Shoes off, socked feet pulled up on to the sofa and blond hair tied back into a loose bun, the easy-going 31-year-old seems very much at home when we meet on the top floor of the group’s 76 Dean Street property to discuss Soho Home, the new foray into the homewares market, a selection of which is now available on MR PORTER.
“Naturally, this is quite different to what you’d expect from Barcelona,” he says, gesturing towards his oak-panelled surroundings. “And we have something different again in mind for Amsterdam, which will be housed in a beautiful old art nouveau bank. That’s both the challenge and the beauty of it: we’re never working from a blank canvas.”
These nuances in house style are built into the Soho Home brand, which is currently split into five ranges – Chicago, Farmhouse, Babington, High Road and New York – with each range comprising pieces that you’ll find in the corresponding house. By browsing the Chicago range, for instance, you’ll see the same velvet and mohair sofas and hand-decorated china that give richness and character to the industrial, warehousey feel of Soho House Chicago. In the Farmhouse range are the same cashmere throws that you’ll find dotted around the fire pit in deepest rural Oxfordshire. And as new houses open, new Soho Home ranges will become available to the public.

“The idea for Soho Home actually came about quite organically,” says Mr Waterworth. “Every time we’d open a new house, people would ask us – or, more specifically, Nick – where he got this piece or that, where he sourced the antiques, or where the glassware was made. We were never able to give them an answer, as all of our pieces are custom-made. But it just made sense to offer it to everyone: we were already doing the product development, and we had good suppliers. All we needed to do was to scale it up.”
One of the benefits of the group’s meandering route to the retail market is that every product has already been tried and tested to destruction. The sofas have been sat on thousands of times; the tableware has been endlessly knocked about and washed and dried and polished. “Soho House venues get such a battering,” says Mr Waterworth. “If a product can survive here, it can survive anywhere.”
Another – no less rigorous – form of quality control exists in the form of Mr Nick Jones himself, who personally oversees and signs off on every product. “He has an incredible eye for design,” says Mr Waterworth, who still remembers handing over the keys to Soho Beach House Miami, his first project for the brand, back in 2010 when he was working for interior designer Mr Martin Brudnizki. “I remember the day Nick arrived to sign off on the project. He walked through the whole building in silence. I don’t think I’ve ever felt more nervous in my life,” he laughs. “He’s an incredibly gifted guy – the reason I joined Soho House.”

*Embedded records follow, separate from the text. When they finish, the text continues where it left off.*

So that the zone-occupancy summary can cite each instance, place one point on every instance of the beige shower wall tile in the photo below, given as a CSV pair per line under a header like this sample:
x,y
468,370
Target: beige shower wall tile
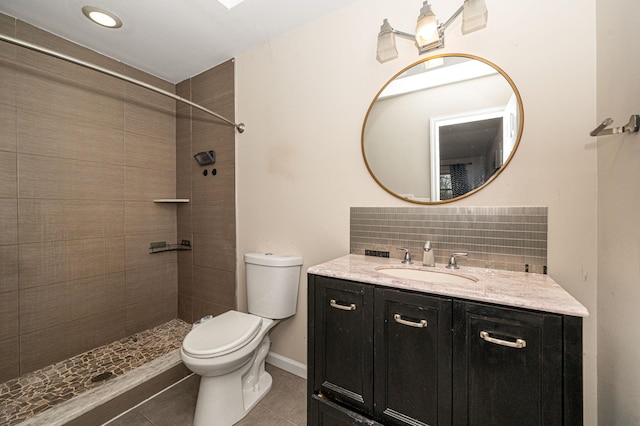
x,y
214,285
59,261
214,252
138,255
63,179
8,138
7,82
150,153
8,174
149,79
8,221
8,27
9,357
8,315
150,98
51,220
69,121
54,304
213,188
215,220
149,283
148,314
56,343
149,184
149,119
147,217
211,135
8,268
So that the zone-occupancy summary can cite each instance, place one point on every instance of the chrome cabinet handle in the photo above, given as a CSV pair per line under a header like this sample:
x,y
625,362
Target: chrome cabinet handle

The question remains, however, how this expansion into the public market will affect the Soho House brand, which was built with an aura of exclusivity. “There may be a perception of exclusivity around the brand itself, but so many of our products have been out in the public realm for some time already,” says Mr Waterworth – and he’s right. The glassware has been in use at Cecconi’s (a Mayfair restaurant owned by Soho House & Co) for years. You can find the light fittings in Dean Street Townhouse. The bathroom fittings adorn the walls in the group’s Dirty Burger, Pizza East and Chicken Shop restaurants.
What Soho House and Mr Jones might very well have pulled off with the creation of Soho Home, then, is the holy grail of brand expansions: one that opens up an exclusive brand to the masses without making it appear any less exclusive. Non-members have the chance to buy into the Soho House lifestyle, while members – who still breathe the rarified air of their local Soho House club – can take the house home, too. It helps, of course, that the products are desirable in and of themselves. Now there’s no excuse not to join the club.